When a hospital is running on backup power during an emergency, can they run all the clinical IT they ordinarily would, or do they need to triage, and only run mission-critical technology?

It depends on the size of the organization. Yes, some of them do have to triage what they have on continuous power and what they have to sacrifice during times of outage. But also, do remember that ConEdison itself prioritizes those institutions for getting back up if they do go down, and they are on redundant power systems just from ConEdison itself. So the impact is less than for the general consumer.

Do you see a natural diaster such as this as an object lesson – a selling point – on the value of health information exchange?

Absolutely. We’ve already seen that from the hospitals that are participating. They’ve already said, “Hey, we didn’t take an outage, but we kind of realize now that our records are in your network as well, and if we had a problem, we could have fallen back on the state network systems. That’s a big boon for us, let’s think about that.”

Perhaps in their thinking they’re communicating that “We’re not there yet, but we need to think about having as much redundancy as we need to have if you’re our safety net. If you’re investing in an always-up network, do we need to have our own very robust disaster recovery, maybe you’re part of our plan instead.”

So we’re starting to have those conversations, which I think is a very good state to be in. If everybody has to spend enormous financial resources on disaster recovery on their own, where they could rely on a state public utility resource for that, there could be some substantial savings.

What’s on NYeC’s to-do list in the coming days?

We’re going to be going through all our processes and procedures, just making sure that we have everything up to snuff. There were places where we could have done a little bit better, where our people got tuck at home and didn’t have internet access and we could have had them have cellular capabilities and they could have had a little bit easier time of things.

Health information exchange has value beyond simply enabling better care.

New York City emergency teams did contemplate this last week: What could the state network do for them in the time of crisis.  And one of the interesting use cases that came about was something along the lines of: if we had a large number of people that had to get admitted to hospitals randomly across the city because of a significant disaster, how would we know who got admitted where, and how would we let loved ones know how to find their family members.
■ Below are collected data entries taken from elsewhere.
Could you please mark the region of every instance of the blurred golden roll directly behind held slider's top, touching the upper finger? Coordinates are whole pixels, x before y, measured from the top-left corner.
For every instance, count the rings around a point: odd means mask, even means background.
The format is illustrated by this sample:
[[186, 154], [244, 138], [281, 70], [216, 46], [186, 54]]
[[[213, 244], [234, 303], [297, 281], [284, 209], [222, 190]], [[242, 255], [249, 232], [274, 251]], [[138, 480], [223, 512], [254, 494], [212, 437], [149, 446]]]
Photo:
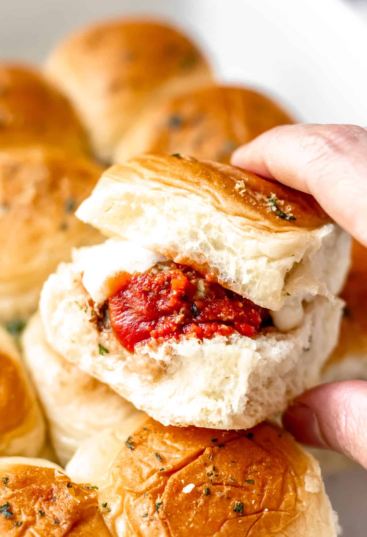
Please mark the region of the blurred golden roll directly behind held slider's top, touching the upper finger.
[[274, 101], [240, 86], [211, 86], [153, 103], [125, 133], [114, 153], [182, 153], [229, 163], [232, 152], [265, 130], [293, 123]]

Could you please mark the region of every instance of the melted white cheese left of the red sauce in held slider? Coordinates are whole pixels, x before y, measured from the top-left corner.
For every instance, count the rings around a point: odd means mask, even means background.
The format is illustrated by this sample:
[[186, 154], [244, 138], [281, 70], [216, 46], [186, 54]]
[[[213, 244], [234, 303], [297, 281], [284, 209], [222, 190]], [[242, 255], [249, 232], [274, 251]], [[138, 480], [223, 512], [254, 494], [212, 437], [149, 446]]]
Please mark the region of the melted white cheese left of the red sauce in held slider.
[[111, 282], [121, 272], [146, 272], [168, 257], [146, 250], [131, 241], [110, 238], [103, 244], [73, 251], [73, 260], [83, 273], [83, 285], [92, 300], [101, 304], [113, 294]]

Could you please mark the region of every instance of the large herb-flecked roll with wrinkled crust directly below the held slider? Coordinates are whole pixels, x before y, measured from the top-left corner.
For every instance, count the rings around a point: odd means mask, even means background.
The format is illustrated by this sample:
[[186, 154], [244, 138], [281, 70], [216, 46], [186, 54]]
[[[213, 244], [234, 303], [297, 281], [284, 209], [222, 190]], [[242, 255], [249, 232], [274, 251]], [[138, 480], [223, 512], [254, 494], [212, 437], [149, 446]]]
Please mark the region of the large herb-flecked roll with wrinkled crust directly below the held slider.
[[219, 431], [148, 419], [98, 496], [114, 537], [336, 535], [318, 463], [266, 422]]

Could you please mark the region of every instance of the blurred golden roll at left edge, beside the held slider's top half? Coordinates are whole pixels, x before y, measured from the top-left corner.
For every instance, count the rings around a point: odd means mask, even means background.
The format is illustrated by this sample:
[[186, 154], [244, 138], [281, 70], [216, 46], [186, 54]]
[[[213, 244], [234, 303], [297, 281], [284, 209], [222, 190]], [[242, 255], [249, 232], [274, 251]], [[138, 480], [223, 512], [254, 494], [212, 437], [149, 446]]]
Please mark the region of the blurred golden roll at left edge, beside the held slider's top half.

In the pre-9/11 days, that meant some family member or some government official, such as a police officer, doing a missing persons search: calling every hospital in this city and asking if they knew where this person was.
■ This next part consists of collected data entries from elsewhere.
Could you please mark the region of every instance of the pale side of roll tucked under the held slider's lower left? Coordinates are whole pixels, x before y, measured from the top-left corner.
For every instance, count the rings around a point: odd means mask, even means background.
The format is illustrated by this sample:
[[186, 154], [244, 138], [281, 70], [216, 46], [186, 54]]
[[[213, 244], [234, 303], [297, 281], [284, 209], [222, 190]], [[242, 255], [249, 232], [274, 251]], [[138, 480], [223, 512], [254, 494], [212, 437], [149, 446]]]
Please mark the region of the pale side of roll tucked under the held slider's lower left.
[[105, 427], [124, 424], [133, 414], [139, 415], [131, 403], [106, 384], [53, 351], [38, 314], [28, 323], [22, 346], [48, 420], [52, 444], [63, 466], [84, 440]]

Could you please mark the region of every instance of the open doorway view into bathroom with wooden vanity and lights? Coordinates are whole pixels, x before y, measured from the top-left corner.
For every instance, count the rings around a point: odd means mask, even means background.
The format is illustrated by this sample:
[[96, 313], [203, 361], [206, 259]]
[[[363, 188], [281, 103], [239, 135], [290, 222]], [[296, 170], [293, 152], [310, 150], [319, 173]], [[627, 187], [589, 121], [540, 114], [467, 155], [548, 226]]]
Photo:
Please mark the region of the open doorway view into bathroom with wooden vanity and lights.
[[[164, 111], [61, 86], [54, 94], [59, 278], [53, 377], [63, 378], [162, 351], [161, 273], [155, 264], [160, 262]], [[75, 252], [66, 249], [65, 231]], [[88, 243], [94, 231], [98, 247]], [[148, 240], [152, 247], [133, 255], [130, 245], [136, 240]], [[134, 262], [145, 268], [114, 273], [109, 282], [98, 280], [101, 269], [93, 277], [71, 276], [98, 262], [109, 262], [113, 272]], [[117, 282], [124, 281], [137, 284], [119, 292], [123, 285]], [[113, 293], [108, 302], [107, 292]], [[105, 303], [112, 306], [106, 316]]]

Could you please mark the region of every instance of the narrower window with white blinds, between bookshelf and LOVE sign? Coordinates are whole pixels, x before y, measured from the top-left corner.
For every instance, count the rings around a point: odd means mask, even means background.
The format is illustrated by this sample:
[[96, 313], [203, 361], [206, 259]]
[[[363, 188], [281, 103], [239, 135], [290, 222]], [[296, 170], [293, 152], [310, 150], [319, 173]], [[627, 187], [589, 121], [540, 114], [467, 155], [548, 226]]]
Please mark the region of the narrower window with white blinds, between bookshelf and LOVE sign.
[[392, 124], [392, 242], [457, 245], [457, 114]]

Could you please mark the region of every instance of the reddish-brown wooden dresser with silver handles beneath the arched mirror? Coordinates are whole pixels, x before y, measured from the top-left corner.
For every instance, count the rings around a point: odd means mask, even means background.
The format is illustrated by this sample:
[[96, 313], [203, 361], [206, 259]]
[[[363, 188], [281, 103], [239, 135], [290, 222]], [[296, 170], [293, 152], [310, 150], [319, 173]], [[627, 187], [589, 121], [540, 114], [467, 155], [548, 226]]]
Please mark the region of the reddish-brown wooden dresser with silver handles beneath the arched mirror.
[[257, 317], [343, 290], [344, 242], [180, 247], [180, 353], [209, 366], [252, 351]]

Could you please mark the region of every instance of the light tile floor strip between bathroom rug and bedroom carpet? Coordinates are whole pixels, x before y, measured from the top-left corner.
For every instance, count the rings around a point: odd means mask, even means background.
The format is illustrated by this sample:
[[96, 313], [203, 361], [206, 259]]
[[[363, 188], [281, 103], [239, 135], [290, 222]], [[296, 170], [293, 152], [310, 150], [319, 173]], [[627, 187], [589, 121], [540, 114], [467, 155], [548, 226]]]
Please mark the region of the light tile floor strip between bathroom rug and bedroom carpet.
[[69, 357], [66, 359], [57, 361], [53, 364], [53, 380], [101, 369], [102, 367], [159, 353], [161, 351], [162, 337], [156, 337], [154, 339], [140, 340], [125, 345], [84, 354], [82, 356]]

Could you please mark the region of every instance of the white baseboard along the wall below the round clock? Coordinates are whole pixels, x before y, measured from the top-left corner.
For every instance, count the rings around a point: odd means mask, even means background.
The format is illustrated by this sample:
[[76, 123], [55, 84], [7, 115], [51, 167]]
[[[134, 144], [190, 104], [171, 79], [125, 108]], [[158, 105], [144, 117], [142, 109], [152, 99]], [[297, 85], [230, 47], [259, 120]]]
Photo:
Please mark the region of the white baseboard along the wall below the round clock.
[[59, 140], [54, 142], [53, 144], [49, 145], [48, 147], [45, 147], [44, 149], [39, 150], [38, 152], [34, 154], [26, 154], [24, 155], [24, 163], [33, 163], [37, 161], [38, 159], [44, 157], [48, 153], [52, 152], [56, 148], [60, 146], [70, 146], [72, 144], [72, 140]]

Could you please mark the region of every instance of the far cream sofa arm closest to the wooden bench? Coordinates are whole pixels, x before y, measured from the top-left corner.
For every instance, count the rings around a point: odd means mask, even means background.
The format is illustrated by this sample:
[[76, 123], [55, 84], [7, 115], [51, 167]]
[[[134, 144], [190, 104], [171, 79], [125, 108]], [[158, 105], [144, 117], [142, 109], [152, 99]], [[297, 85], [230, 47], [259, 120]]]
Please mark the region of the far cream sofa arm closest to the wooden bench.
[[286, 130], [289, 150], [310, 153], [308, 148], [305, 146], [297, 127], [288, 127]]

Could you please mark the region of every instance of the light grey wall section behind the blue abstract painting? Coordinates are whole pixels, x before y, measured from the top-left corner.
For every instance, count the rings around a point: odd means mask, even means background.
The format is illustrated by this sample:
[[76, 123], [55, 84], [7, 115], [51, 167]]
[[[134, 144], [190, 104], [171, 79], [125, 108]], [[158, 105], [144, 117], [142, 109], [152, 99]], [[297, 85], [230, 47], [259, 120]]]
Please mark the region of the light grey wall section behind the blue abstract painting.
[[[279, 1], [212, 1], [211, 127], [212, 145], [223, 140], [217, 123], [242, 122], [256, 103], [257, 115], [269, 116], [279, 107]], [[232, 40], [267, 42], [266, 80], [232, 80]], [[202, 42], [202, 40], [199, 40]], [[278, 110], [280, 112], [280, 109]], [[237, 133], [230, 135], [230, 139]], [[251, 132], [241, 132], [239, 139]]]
But with the state network, we get an electronic message from the electronic health record systems of every hospital when they admit someone. So we could very quickly tell, if somebody is looking for somebody, where they were admitted. And it doesn’t cost any kind of human resources to make those searches, inquiries and responses. It could be very easily applied to those emergency disaster scenarios.
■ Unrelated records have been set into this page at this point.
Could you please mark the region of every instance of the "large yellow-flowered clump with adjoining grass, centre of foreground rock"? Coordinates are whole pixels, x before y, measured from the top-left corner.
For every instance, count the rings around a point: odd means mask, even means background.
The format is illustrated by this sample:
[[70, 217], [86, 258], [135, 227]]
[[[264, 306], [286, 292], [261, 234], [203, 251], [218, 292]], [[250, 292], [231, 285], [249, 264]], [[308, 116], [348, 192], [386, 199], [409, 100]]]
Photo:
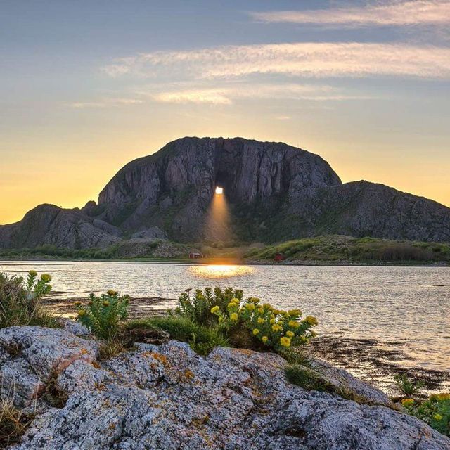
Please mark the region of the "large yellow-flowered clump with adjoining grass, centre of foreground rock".
[[282, 311], [255, 297], [244, 300], [242, 290], [206, 288], [191, 295], [188, 289], [168, 316], [131, 321], [127, 328], [160, 328], [200, 354], [217, 345], [283, 354], [315, 335], [316, 319], [301, 316], [298, 309]]

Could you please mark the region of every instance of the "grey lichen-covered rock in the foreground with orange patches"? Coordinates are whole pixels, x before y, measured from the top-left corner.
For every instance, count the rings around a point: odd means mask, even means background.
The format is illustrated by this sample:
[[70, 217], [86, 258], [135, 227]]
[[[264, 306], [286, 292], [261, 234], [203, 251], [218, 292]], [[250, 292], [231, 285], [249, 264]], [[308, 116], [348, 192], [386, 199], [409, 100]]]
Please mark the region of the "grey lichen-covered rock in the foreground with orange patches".
[[274, 354], [217, 348], [203, 358], [169, 341], [99, 362], [93, 342], [39, 327], [1, 330], [0, 344], [2, 371], [25, 361], [68, 395], [15, 449], [450, 449], [416, 418], [290, 385]]

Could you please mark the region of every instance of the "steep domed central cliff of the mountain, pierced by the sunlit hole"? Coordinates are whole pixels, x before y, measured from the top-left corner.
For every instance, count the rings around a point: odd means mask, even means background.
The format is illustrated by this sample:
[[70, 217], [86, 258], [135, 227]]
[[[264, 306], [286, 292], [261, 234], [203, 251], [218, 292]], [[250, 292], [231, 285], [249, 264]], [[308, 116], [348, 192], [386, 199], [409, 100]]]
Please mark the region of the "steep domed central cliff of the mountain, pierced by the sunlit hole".
[[322, 158], [284, 143], [184, 138], [120, 170], [98, 210], [124, 229], [160, 226], [175, 240], [192, 241], [205, 238], [216, 186], [231, 207], [250, 207], [258, 219], [304, 192], [339, 184]]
What are some lasting lessons that can be drawn from this crisis?

At this stage, we really believe, and New York has made the investment such that we can really look forward to this: This health information exchange network really can and should be seen as a public utility, for the public good. And this is another example of how it can be as critical as having roads, as having fire hydrants, as having an electricity backbone.

This has got the same value to a community. Both in the form of providing better transactions and a better form of care in non-emergency times, but also when the community gets stressed like this, during a natural disaster, it only elevates the importance and value of having this as a public utility. It’s not a commercial enterprise, it’s here for the public good, and this is an example.